Царь Лестригонов куда-то вышел, зато только что возвратилась Лала — она снимала с себя шубку, когда я проснулся.

Я был укрыт одеялами. Она подошла и убрала их, сказав, что пора съездить на Грик Стрит и забрать оттуда вещи, чтобы перевезти их в новые апартаменты, которые она устроила нам этим утром.

Оказалось, что Лу уже находилась там, и снова заснула, по словам Лалы, всего за несколько минут до ее ухода.

Я не мог не испытывать неприятного чувства от того, каким образом все это было подстроено. Вероятно, я выказал это своим поведением. Впихнув меня в машину, ту самую, которую я угнал в Барли Грандж той первой ночью восторга, Лала начала подводить разговор к моему невыраженному словами чувству обиды.

Она любезно извинилась, что не предлагает мне сесть за руль. Я слишком хорошо знал, что не смог бы проехать и сотни ярдов по городу. Я отрекся от звания зрелого мужчины, и должен был покорно ехать туда, куда меня пожелают везти. Можно было счесть небольшой удачей, что я попал в сносные руки.

На Грик Стрит нас ожидал сюрприз. Как выяснилось, за пять минут до нашего прибытия туда заходил джентльмен с дамой; и они очень хотели со мной повидаться. Они сказали, что снова зайдут через полчаса. Я представить себе не мог, кто именно пожелал навестить меня на этом свете, и событие быстро исчезло из моей памяти. Мне не терпелось поскорее убраться из этих комнат с их невыразимо гнусной атмосферой. Мне не хотелось, чтобы их увидела Лала; но я обнаружил, что не в силах паковать вещи в одиночку. Запах в этом притоне был невероятно гадок.

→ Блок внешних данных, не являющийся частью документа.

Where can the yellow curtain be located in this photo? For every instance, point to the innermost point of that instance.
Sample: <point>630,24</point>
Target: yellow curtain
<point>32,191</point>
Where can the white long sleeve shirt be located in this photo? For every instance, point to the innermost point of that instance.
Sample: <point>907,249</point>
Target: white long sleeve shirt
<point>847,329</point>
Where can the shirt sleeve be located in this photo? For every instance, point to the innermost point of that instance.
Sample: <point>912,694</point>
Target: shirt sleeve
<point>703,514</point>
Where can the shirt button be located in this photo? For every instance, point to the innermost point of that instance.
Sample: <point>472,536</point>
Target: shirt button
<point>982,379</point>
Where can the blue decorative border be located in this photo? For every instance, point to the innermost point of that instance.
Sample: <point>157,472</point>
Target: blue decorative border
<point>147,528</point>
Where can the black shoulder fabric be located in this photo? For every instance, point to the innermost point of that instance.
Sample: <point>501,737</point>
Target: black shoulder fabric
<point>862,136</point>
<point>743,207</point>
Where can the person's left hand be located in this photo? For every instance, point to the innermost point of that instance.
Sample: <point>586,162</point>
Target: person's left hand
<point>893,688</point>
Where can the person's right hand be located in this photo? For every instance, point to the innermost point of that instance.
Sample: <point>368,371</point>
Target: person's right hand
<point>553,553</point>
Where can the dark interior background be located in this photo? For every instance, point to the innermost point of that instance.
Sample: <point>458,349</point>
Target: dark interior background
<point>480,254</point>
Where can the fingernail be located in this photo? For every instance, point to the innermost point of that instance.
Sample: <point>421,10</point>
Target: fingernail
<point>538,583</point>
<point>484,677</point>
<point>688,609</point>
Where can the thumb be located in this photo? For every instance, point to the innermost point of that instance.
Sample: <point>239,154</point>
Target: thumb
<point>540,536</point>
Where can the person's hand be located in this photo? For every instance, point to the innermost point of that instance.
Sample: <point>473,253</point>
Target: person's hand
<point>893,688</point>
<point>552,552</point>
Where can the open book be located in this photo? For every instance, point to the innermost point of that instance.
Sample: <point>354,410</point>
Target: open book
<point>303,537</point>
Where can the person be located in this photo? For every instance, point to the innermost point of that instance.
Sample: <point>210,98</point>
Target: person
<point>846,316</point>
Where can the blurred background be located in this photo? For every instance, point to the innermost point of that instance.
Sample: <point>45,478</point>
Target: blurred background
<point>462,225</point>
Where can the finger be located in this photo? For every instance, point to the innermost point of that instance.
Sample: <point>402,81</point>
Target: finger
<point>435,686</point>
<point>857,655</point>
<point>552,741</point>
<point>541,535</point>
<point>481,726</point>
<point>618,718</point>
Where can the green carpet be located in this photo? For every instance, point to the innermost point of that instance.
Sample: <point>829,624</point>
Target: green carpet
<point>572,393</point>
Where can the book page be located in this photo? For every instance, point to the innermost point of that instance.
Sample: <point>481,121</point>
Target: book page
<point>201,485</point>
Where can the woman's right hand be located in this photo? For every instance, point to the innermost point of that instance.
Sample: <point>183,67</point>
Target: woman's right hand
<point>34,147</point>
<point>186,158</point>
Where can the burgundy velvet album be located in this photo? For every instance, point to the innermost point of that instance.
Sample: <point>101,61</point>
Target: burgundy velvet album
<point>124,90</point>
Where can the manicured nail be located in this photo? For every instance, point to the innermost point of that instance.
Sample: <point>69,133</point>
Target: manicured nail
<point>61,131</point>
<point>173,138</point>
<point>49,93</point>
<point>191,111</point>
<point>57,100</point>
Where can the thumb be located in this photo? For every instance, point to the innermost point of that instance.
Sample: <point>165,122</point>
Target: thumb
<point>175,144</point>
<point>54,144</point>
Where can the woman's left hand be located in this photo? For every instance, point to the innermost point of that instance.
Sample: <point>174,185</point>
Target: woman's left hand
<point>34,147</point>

Лу не описала и сотой части тех мрачных мерзостей, что стали нам привычными.

Вонь и в самом деле меня одолела. Сил не осталось. Я беспомощно рухнул на стул и принялся вяло озираться по сторонам в поисках героина, чтобы взбодриться.

Скорей всего со мной случилось что-то вроде обморока; так как взявшись невесть откуда, мое лицо овеял свежий, холодный ветер. Наши вещи были уже уложены, словно по волшебству, и погружены в машину. Счет также был оплачен.

Когда я садился в кабину, хозяйка поинтересовалась, что ей делать, если эта пара появится еще раз. Я оставил ей адрес моей новой квартиры. Когда я устраивался на сиденье, прозвенели четкие, настойчивые звуки голоса Лалы.

— Вам лучше следует им сказать, что Сэр Питер далек от выздоровления. По видимому на этой неделе он будет не в состоянии кого-либо видеть.

Я сидел, как кукла, сотрясаемый вибрацией мотора. Я был пустым сосудом; однако почувствовал, как мы выбрались из запутанной паутины улиц и автомобиль рванулся вперед, словно совершая побег из некого инфернального лабиринта.

В новой квартире я застал Лу. Она сидела в большом кресле, крепко сжимая его ручки. На ее лице читалась та же повесть, что и на моем. Мы понимали, что чудом перенесли страшную болезнь. Мне показалось жуткой несправедливостью, что вместо заботливого ухода вплоть до выздоровления, от нас потребовали проявить предельную моральную и физическую выдержку и отвагу.

Ни один из нас не мог предпринять ни малейшего усилия без помощи наркотика. Казалось логически невозможным, что мы собственными силами должны противостоять наркомании; и мы слишком хорошо знали по опыту, что достигли состояния, в котором даже недолгое опоздание при приеме дозы могло привести к полнейшему упадку сил и смерти.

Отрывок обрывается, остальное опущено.